As shown in FIG. 3, the full-bridge inverter circuit 1 is operated by bipolar modulation. The on/off states of the switch elements S1 and S4 are synchronous, and the on/off states of the switch elements S2 and S3 are synchronous. The switch elements S1 and S2 of the first bridge arms are alternately turned on and turned off, and the switch elements S3 and S4 of the second bridge arms are alternately turned on and turned off. Consequently, the operations of the switch elements S1, S2, S3 and S4 during the positive half cycle of the AC output voltage Vo are respectively identical to the operations of the switch elements S1, S2, S3 and S4 during the negative half cycle of the AC output voltage Vo. In bipolar modulation, the switch elements S1, S2, S3 and S4 are alternately turned on and turned off at a high frequency (e.g., higher than 1000 Hz). That is, the magnitude of the AC output voltage Vo is changed between a positive voltage value and a negative voltage value of the DC input voltage Vin during the positive half cycle or the negative half cycle.

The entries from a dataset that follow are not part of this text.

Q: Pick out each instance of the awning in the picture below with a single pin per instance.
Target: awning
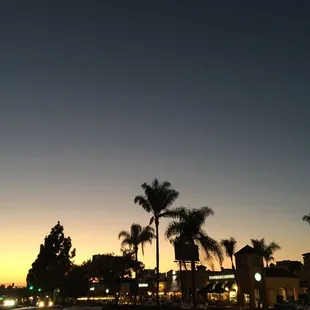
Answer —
(218, 288)
(228, 287)
(207, 289)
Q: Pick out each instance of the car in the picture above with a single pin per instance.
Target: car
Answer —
(186, 305)
(202, 305)
(285, 306)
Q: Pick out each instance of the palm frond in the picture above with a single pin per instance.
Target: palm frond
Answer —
(174, 213)
(127, 243)
(306, 218)
(143, 202)
(210, 247)
(229, 246)
(273, 246)
(146, 236)
(173, 229)
(124, 234)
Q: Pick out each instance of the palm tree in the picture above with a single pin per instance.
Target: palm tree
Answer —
(157, 199)
(133, 239)
(188, 230)
(229, 246)
(306, 218)
(266, 251)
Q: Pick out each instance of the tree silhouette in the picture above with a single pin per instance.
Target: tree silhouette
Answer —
(133, 239)
(53, 261)
(188, 230)
(266, 251)
(157, 199)
(229, 246)
(306, 218)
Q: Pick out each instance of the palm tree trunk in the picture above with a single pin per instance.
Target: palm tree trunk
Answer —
(157, 261)
(193, 267)
(232, 263)
(136, 278)
(181, 279)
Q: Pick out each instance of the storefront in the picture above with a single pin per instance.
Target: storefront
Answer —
(220, 287)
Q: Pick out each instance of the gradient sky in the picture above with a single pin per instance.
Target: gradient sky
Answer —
(98, 97)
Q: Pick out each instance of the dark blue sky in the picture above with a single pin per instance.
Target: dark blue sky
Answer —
(99, 96)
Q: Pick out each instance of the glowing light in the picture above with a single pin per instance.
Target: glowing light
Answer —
(257, 276)
(222, 276)
(41, 304)
(9, 303)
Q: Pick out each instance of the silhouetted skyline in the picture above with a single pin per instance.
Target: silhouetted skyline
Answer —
(98, 97)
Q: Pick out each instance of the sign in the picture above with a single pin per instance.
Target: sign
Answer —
(257, 276)
(222, 277)
(185, 252)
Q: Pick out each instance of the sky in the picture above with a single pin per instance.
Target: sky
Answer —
(98, 97)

FIG. 4 is a schematic simulated waveform diagram illustrating the output voltage and the output current processed by the conventional full-bridge inverter circuit of FIG. 1 under a light load condition. As mentioned above, the conventional full-bridge inverter circuit 1 is operated at the fixed switching frequency. When the conventional full-bridge inverter circuit is operated under the light load condition, the peak value of the current Io flowing through the inductor L and the backward current corresponding to the peak value of the AC output voltage Vo are larger. Consequently, the turn-on loss and the turn-off loss of the switch elements are increased. Moreover, since the conventional full-bridge inverter circuit 1 is usually operated in a continuous current mode, the switch elements S1, S3 and the switch elements S2, S4 are operated in the hard switch state. Under this circumstance, the switching loss is increased, and the overall efficiency of the conventional full-bridge inverter circuit 1 is reduced. Moreover, some other problems (e.g., generation of switching noise, parasitic oscillation and gate driving interference) possibly occur.

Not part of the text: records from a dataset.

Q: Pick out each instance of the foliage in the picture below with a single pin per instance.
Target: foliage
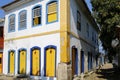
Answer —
(107, 15)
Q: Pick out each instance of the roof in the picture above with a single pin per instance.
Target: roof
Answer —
(14, 4)
(10, 3)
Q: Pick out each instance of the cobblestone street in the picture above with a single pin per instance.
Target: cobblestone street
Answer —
(106, 73)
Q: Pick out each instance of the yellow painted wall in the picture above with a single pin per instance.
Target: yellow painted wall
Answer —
(36, 62)
(65, 29)
(22, 67)
(1, 64)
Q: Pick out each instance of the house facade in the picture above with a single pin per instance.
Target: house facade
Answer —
(40, 34)
(1, 44)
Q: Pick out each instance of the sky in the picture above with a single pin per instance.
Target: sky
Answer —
(4, 2)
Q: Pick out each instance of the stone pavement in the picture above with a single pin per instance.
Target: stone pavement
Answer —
(106, 73)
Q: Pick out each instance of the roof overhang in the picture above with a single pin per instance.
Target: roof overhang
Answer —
(1, 22)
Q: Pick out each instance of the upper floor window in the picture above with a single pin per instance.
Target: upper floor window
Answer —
(52, 11)
(22, 20)
(11, 23)
(36, 15)
(78, 21)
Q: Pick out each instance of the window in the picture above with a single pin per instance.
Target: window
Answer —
(92, 36)
(22, 20)
(78, 21)
(52, 11)
(87, 29)
(36, 16)
(12, 23)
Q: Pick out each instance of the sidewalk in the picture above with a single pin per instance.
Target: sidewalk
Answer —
(106, 73)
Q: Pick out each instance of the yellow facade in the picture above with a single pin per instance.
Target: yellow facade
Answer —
(1, 62)
(65, 30)
(22, 64)
(50, 62)
(12, 62)
(36, 62)
(52, 12)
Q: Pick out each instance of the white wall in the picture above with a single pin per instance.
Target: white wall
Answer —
(28, 42)
(85, 43)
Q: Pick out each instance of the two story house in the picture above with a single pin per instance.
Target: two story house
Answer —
(1, 44)
(40, 34)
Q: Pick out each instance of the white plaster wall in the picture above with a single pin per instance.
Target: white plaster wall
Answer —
(44, 27)
(27, 43)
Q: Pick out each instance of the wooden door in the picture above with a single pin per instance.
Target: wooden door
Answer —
(50, 62)
(36, 62)
(11, 62)
(74, 61)
(1, 62)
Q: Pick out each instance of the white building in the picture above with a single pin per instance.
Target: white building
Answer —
(40, 34)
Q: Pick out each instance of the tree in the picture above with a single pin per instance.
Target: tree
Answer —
(107, 15)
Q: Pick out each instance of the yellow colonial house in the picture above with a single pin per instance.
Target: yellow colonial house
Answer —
(40, 34)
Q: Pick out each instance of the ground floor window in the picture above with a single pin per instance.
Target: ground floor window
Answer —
(22, 61)
(11, 61)
(50, 61)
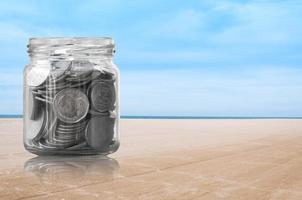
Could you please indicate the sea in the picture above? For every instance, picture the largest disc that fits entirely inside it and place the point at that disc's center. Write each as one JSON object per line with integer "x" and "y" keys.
{"x": 179, "y": 117}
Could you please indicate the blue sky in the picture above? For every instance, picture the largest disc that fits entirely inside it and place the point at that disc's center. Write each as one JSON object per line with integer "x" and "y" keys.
{"x": 205, "y": 58}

For solving the drawbacks of the conventional full-bridge inverter circuit 1, some approaches are disclosed. An approach uses an additional circuit. Another approach controls the carrier wave or the modulated wave. However, the fabricating cost is increased, and the circuitry design and control mechanism are more complicated.
Therefore, there is a need of provides a control method of an inverter circuit in order to overcome the above drawbacks.